Maybe for all flight medics and some ground medics in super rural locations with long transfers. Otherwise the practice is not supported in the current literature and its so rare nowadays that its almost impossible to maintain adequate procedural skills. I'm definitely showing my age but its been 10+ years since I've worked on a rig and even then even the busiest medics were doing maybe 1 in a month at most. This was before we had prehospital CPAP/BIPAP and basically tubed all the severe respiratory distress patients. Nowadays its even more rare and plenty of the medics are literally only doing maybe 1 in 3 months which means even the most experienced medics have essentially done less than 30 tubes in their careers.
I don't think that's a controversial opinion at all, given the numbers.

As mentioned above, anesthesia docs and nurses do all tubes over here(except for neonates). Igels, bvm, oropharyngeal airways and cpap are all EMTs and paramedics are allowed, except for some higher volume trauma regions, essentially Oslo.

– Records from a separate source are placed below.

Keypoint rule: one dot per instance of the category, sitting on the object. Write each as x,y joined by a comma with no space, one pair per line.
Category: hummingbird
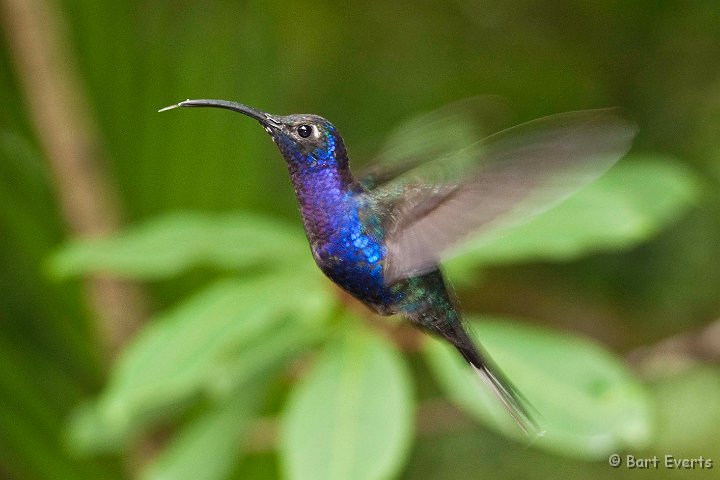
381,236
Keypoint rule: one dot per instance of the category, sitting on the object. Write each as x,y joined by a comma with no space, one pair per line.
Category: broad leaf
351,417
209,345
208,447
586,401
168,245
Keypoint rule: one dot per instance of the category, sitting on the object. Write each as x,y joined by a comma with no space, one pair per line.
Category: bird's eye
304,130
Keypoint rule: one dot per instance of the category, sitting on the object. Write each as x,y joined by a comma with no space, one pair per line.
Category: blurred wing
495,183
431,137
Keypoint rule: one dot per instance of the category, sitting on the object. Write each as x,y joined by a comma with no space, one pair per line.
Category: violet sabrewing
381,237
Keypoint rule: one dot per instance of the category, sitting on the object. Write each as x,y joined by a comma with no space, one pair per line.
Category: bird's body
380,238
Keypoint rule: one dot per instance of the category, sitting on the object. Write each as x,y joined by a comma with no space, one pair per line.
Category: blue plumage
381,238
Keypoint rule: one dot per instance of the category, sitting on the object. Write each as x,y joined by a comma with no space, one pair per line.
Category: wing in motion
429,207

When I graduated as an RN in 2010, we were allowed to do endotracheal intubations on arrests if we had some rudimentary training, just from our ACLS equivalent certification, which was awesome at the time (**** hot dunning kruger) but this was promptly removed from national guidelines the year after, specifying anesthesia personnel. The same for prehospital/EMS.

This due to much the same as the instance of RI; an obscene amount of unrecognised esophageal intubations, portable capnography and VL not yet standard equipment, and so on.